La fonction de relais est plus rare pour l’image fixe. Cependant, selon R. Barthes, nous pouvons la rencontrer : elle consiste à exprimer ce que l’image peut difficilement montrer, c’est une forme de complémentarité entre le texte et l’image. En effet, l’image fixe et unique a des difficultés à raconter une histoire, alors que plusieurs images fixes le peuvent. Comme le dit M. Joly, « les mots vont compléter l’image50 » et ainsi renseigner le lecteur sur le sens et l’éventuelle action qui se déroule au sein de l’illustration. Cela permet d’exprimer des relations causales et temporelles qui ne pourraient l’être sans cette complémentarité. Ces images sont des signes iconiques qui peuvent accompagner et compléter le texte.

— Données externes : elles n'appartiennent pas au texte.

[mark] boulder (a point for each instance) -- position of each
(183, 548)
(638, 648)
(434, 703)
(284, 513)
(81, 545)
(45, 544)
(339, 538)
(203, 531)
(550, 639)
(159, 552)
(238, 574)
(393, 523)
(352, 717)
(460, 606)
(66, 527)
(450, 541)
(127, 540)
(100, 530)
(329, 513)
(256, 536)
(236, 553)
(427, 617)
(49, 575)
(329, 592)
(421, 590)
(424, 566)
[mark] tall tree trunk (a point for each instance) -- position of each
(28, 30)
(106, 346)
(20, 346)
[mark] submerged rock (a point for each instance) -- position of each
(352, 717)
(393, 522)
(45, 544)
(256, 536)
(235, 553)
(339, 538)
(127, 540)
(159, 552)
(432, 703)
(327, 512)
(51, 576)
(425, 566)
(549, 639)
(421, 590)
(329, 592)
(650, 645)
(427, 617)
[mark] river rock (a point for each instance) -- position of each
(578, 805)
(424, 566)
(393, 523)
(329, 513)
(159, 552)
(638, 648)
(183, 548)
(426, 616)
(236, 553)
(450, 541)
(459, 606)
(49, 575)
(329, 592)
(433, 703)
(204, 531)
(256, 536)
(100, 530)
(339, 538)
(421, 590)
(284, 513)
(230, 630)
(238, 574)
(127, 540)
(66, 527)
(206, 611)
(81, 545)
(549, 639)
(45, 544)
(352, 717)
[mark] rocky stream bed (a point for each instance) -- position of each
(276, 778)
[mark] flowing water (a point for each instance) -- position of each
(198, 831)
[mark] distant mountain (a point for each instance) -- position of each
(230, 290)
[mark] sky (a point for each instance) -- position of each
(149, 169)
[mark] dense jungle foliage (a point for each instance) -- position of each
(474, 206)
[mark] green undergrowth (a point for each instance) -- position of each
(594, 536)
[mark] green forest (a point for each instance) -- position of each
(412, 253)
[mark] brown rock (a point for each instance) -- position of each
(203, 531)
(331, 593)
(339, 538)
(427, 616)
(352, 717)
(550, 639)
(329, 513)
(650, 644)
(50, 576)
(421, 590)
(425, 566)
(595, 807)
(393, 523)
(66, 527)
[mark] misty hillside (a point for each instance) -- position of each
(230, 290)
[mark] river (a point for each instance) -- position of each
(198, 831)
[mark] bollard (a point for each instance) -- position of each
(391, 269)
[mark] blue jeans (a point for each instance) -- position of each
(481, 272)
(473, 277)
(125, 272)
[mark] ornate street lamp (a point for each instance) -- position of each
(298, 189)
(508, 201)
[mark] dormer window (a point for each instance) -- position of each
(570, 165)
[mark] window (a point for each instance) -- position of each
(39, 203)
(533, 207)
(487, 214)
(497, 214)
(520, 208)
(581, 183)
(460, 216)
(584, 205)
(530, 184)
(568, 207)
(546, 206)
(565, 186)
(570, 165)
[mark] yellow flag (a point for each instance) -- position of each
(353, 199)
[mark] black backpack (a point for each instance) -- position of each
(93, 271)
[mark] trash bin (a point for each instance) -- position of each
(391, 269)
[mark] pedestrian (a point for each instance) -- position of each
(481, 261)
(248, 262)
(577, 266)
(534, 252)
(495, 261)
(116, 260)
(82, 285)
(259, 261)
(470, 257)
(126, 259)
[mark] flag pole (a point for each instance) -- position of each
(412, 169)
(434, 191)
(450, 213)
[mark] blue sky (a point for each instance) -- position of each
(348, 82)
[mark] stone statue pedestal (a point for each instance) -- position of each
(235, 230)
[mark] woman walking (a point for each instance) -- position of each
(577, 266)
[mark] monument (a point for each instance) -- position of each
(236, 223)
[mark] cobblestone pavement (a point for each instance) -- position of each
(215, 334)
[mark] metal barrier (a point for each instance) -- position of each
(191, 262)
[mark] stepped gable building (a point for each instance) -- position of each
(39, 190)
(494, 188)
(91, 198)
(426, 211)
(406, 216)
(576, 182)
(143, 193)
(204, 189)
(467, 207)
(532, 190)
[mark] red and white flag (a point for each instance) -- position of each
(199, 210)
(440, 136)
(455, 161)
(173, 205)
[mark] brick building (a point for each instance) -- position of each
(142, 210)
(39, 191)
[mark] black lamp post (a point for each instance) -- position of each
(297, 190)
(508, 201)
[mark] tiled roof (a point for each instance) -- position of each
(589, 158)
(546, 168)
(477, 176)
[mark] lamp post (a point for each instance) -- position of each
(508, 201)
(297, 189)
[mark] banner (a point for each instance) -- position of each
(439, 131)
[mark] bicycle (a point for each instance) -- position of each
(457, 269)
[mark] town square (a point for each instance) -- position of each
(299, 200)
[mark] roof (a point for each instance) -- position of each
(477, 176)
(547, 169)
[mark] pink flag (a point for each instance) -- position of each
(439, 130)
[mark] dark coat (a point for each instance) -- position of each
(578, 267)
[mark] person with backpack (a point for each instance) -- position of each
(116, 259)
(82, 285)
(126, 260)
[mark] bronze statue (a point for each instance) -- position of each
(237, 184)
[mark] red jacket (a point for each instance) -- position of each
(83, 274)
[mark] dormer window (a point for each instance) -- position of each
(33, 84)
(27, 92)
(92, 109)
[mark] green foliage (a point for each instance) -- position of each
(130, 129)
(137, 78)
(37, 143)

Intéressons nous désormais à l’étude des messages iconographiques.
Le message iconographique
Une illustration est un signe iconique, composée de différents signes pleins (union d’un signifié à un signifiant) : c’est un message visuel destiné à communiquer. L’image est également un outil d’expression. Il est donc logique de la « considérer comme un langage51 » à part entière qui délivre un message. Martine Joly pense que pour mieux comprendre un message visuel il est indispensable de se demander pour qui il a été créé.
Dans son article, R. Barthes parle de deux types d’images : littérale et symbolique. Il définit l’image littérale comme étant « dénotée52 » c’est-à-dire que la signification du signe est évidente (par exemple, la tomate dans le cadre d’une publicité Panzani) et l’image symbolique comme étant « connotée53 » : cela signifie que le signe est implicite, sous-entendu (par exemple la référence à l’Italie). Il faut donc prendre en compte ces deux interprétations de l’image pour nous aider dans l’analyse. R. Barthes affirme qu’il existe un lien entre l’identité du spectateur et la façon dont il interprète l’illustration. En effet, il insiste plusieurs fois, dans son écrit, sur l’interprétation correcte des images. Il estime qu’il faut avoir suffisamment de culture, de connaissance et de savoir pour comprendre au mieux une illustration quelle qu’elle soit. Les variations de lecture dépendent donc des savoirs investis dans l’image. En effet, d’après M. Joly, chacun interprète en fonction de ce qu’il connaît.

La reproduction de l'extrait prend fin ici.